Hasan DeMirci Credit: Matt Beardsley/SLAC National Accelerator Laboratory

The YOLO flip is a 1,440-degree snowboarding feat that only a select few can perform, says Hasan DeMirci, who is an avid snowboarder and a research fellow at Stanford University's Photon Ultrafast Science and Engineering Institute (PULSE). A YOLO flip, named for the meme 'you only live once', can easily be missed if one watches only the beginning and the end of a snowboarder's run. DeMirci hopes his newest work will one day help him achieve what he calls the “YOLO of ribosome research”: recording a time-resolved series of intermediate protein structures, which could reveal how a bacterial ribosomal protein blocks an antibiotic from one of its binding pockets, leading to drug resistance.

DeMirci feels one step closer to that goal. With the design of a concentric microfluidic electrokinetic sample holder (coMESH), he and his team have optimized a way to deliver a stream of microcrystals into a high-energy X-ray free-electron laser (XFEL) beamline. They captured multiple snapshots of the tiny structural shifts that have a role in ribosome plasticity. DeMirci hopes the method can complement others.

Structural biologists produce crystals from proteins to capture their atomic-level detail. With large crystals, they can use traditional X-ray crystallography. With microcrystals, they can try injecting them into an XFEL such as the Linac Coherent Light Source (LCLS) at SLAC National Accelerator Laboratory, with which PULSE is affiliated. With coMESH, microcrystals can remain in the same liquid in which they were grown, and a separate liquid sheath protects them as they enter the XFEL's vacuum chamber. Data can be collected for longer periods than with other microcrystal injectors, says DeMirci. Often, current injectors clog and tend to be wasteful with precious sample, which hinders data capture.

DeMirci is all too familiar with the pain of such events, which are not uncommon at LCLS. In 2013, he arrived with the result of four years' work: 16 milliliters of sample containing trillions of ribosome crystals. He delivered the sample into the beamline's vacuum chamber, but it did not yield usable structural information.

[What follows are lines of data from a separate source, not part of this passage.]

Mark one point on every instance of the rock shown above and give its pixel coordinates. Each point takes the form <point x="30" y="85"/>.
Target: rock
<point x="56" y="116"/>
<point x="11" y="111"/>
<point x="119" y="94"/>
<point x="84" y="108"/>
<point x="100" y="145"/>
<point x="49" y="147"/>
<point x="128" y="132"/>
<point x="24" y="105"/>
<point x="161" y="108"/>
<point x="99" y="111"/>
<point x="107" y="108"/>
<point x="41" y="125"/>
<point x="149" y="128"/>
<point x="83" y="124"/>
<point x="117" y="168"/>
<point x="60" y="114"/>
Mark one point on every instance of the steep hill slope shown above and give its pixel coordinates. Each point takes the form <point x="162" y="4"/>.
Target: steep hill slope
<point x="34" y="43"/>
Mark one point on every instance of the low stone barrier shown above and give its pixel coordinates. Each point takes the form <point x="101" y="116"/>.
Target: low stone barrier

The idea for coMESH was born. “I had to become a mechanical engineer in order to do what I wanted to do,” he says.

DeMirci completed his PhD work and his postdoctoral fellowship at Brown University with biochemist Albert Dahlberg, who is DeMirci's gold standard for a “genuinely good person” and an outstanding scientist whose work included studying the ribosome. “I went to Brown just for Al,” says DeMirci, who came to Rhode Island from his native Turkey.

This is exactly what I want to do; I want to see atoms.

Biophysicist Neş'e Bilgin, DeMirci's undergraduate mentor at Boğaziçi University in Istanbul, had recommended that DeMirci join the lab of her friend Dahlberg. She had previously worked on ribosomes, and her passion was contagious, says DiMirci. He was also charmed by his biochemistry textbook's renderings of protein structures. “This is exactly what I want to do; I want to see atoms,” he thought at the time.

“In the lab, he's fearless,” says Dahlberg of DeMirci. No project was too big for him. “He was always exploring new areas and new techniques.” As a student, DeMirci uncovered an endless string of scientific questions about the ribosome, which Dahlberg calls “a three-dimensional crossword puzzle.” DeMirci, who is multilingual, is fascinated by the ribosome's language skills. “The ribosome thinks in nucleotide code, but it speaks in protein language,” he says. He used mutations to probe ribosomal function, and his desire to explore the structural changes underpinning those functional distortions led him to Stanford. When he arrived, after driving cross-country with his child and pregnant wife, he learned that the scientist whose lab he was set to join had left for a position at a startup.

DeMirci was allowed to stay and given modest startup funding. He furnished his lab exclusively with eBay bargains and did a little dance after each successful bid. An ultracentrifuge arrived broken, and the seller said, “OK, it's free, you can keep it, but you fix it,” recalls DeMirci, who pulled out tools and did just that.

Developing coMESH is a personal milestone for DeMirci. Ribosomes are his big love, second only to his wife, he says. His wife and two children are his source of inspiration. His six-year-old son is a “bowl of curiosity,” he says. “He just reminds me the questions are never going to end.” DeMirci has always wanted to be a scientist, but if that dream had not come true, he would have followed in his father's footsteps and become a chef de cuisine.